Впоследствии у меня было много случаев, когда я благодарил генерала за его совет. "Увольнение по сокращению армии" кадровиков не волновало.
9. Мои университеты
9.1. В храме науки
385. Вам у нас понравится
В декабре 1956 года вышел указ о сокращении армии, я был демобилизован, вернулся в Москву и сразу подал заявление на химический факультет МГУ. Я просил, чтобы меня зачислили на первый курс с правом перезачета оценок, полученных в академии.
Идя на прием к декану, я волновался: многое было за то, чтобы меня принять, многое - против. Но получилось все просто.
В тот год деканом химфака была сестра академика Топчиева Клавдия Топчиева. Когда я вошел в кабинет, она спросила:
- Ты армянин?
- Да.
- Ты говоришь по-армянски?
- Нет. Рано умер отец.
Она вздохнула и со словами "Я надеюсь, тебе понравится у нас", не глядя ни на какие документы, подписала мое заявление.

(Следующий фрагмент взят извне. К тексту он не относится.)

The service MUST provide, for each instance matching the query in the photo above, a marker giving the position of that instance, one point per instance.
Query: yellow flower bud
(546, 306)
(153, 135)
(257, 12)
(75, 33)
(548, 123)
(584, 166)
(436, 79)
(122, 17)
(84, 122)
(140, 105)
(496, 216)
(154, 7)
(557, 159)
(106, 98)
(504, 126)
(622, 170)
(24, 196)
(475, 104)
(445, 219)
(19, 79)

Потом я пошел в учебную часть. Заведующая Ирина Александровна Муравьева взяла мою зачетку из академии и начала внимательно ее рассматривать.
- Вам нужны какие-нибудь документы? - спросил я.
- У нас университет. Твоей зачетки достаточно. И не стой, иди на лекцию.
Так я стал студентом химфака.
386. Факультет великих академиков
Тогда еще это был факультет великих академиков.
Физическую химию читал Я. Герасимов. Однажды без какого-либо объяснения вместо него на кафедру поднялся неизвестный нам человек и начал сбивчиво излагать кинетику электродных процессов. Мы были недовольны, пошли в деканат узнать, почему нам прислали столь некомпетентного лектора. Оказалось, это был академик Александр Наумович Фрумкин, только что получивший Государственную премию именно за исследование кинетики электродных процессов.
Коллоидную химию читал академик Петр Александрович Ребиндер, известный филателист, прибалтийский барон, любитель прекрасного пола. Однажды в разгар хрущевской кампании за обязательный производственный стаж до вуза он вошел в аудиторию и начал возмущаться:
- Иду я сейчас по коридору и слышу: "Машка, Нинка". Это не студентки, это какие-то девочки. Вот когда будет введен обязательный производственный стаж, они поработают, узнают жизнь, перестанут быть девочками, тогда и можно в МГУ.
387. Беседа академиков
Как-то в коридоре второго этажа я увидел академика А. Фрумкина. Он беседовал с заместителем декана Морозовой. Она оживленно жестикулировала, а академик кивал головой.
Потом Морозова удалилась, а к Фрумкину подошел академик Н. Семенов, единственный советский лауреат Нобелевской премии по химии. Семенов начал что-то говорить, Фрумкин замахал руками, вытащил из кармана слуховой аппарат, надел и приготовился слушать.
Морозову он слушал без слухового аппарата.